The example I provided will put the shell script output in the Gambas variable called "whooutput". It's a string, so you'd then have to extract the number from the string to determine how many logged-in users there are (probably with val(whooutput)).
I've been doing Unix shellscripts for about 24 years at this point, so I'm afraid I wouldn't know where a beginner should look. There isn't much to learn regarding using them in Gambas specifically; what I told you above, plus a trip to gambasdoc.org to look for the SHELL and EXEC keywords, should be enough to get you on your way.

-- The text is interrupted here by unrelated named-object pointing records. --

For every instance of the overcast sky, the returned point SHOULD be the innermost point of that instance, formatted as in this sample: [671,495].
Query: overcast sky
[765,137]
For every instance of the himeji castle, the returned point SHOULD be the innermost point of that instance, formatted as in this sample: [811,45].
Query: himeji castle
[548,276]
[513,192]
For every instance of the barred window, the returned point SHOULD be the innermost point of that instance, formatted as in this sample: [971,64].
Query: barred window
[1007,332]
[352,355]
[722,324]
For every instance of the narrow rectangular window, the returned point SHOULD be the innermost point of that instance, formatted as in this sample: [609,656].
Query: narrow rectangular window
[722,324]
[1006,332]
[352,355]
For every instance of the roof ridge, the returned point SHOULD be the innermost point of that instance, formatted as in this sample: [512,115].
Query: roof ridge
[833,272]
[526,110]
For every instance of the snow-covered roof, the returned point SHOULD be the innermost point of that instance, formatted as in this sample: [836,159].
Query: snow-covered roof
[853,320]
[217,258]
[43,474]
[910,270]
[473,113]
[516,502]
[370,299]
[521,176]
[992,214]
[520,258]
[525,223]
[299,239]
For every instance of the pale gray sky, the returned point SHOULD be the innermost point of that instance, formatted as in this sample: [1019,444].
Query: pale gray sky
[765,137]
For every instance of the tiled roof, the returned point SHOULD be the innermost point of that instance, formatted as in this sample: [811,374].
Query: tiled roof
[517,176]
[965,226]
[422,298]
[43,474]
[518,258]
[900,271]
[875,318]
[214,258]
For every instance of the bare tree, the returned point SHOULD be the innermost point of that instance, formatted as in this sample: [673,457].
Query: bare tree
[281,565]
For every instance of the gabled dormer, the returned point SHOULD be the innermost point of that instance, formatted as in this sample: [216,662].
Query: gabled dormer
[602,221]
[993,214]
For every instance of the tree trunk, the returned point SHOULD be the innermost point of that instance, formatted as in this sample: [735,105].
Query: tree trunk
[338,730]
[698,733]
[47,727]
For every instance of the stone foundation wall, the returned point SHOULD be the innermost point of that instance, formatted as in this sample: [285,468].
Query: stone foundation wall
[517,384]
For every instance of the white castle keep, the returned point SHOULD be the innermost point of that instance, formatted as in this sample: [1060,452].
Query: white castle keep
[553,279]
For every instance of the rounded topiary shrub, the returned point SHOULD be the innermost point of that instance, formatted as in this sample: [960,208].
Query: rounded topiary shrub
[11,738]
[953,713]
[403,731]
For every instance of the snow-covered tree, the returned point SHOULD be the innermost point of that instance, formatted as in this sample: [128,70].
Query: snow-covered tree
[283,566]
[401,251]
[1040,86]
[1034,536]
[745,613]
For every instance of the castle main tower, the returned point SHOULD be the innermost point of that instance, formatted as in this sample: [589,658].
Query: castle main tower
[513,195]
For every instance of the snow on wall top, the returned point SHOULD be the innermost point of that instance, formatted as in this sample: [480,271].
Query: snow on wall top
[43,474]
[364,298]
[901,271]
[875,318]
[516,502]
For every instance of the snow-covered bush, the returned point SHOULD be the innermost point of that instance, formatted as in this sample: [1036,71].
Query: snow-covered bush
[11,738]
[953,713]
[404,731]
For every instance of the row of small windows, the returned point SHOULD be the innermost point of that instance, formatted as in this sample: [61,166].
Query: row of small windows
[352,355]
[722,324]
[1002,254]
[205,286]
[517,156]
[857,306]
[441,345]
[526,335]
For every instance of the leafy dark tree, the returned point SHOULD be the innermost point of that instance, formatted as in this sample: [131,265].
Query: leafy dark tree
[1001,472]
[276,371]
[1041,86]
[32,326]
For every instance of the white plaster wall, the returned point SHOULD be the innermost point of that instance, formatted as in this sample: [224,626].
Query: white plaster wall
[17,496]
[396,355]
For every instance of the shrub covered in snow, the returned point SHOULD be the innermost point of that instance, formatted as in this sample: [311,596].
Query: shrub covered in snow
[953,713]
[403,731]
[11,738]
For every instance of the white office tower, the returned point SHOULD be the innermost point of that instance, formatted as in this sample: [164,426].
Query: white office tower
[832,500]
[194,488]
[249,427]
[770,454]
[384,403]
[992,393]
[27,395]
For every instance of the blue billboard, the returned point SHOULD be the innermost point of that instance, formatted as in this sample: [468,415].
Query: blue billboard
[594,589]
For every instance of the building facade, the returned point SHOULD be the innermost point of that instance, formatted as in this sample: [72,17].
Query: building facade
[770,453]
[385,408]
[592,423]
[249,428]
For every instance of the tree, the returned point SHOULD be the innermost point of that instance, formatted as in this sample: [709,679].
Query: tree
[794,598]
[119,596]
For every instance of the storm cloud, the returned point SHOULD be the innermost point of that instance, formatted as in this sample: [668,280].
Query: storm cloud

http://www.freeos.com/guides/lsst/ claims to be a shell script tutorial for beginners. What I saw of it seems okay. O'Reilly has books about it too, if you prefer paper. But basically, any set of commands you type in a shell can be put into a shell script. The following one-line shell script I wrote years ago will tell you what the resolution and codec of one or more video files are, by looping through them, running mplayer with some parameters on each one, filtering the output to include only the relevant lines, and prepending the filename to the resulting output:
#!/bin/bash
for f in "$@"; do echo $f: `mplayer -frames 90 -ao null -vo null -nofs -noloop $f 2>&1 | grep VIDEO`; done
The for loop (with a variable), backquotes and pipe used in that example are probably the three most common techniques you need to do what you want to do in a shell script. The "#!/bin/bash" comment goes at the beginning of the file to tell Linux that it's a bash script.
Edit: depending on how new you are to Linux/Unix, you may also need to know that "$@" in quotes gives you a list of the arguments provided to the script, "2>&1" includes error output in the regular output of a program (normally they're split), and "grep" filters output to include only lines matching its first argument.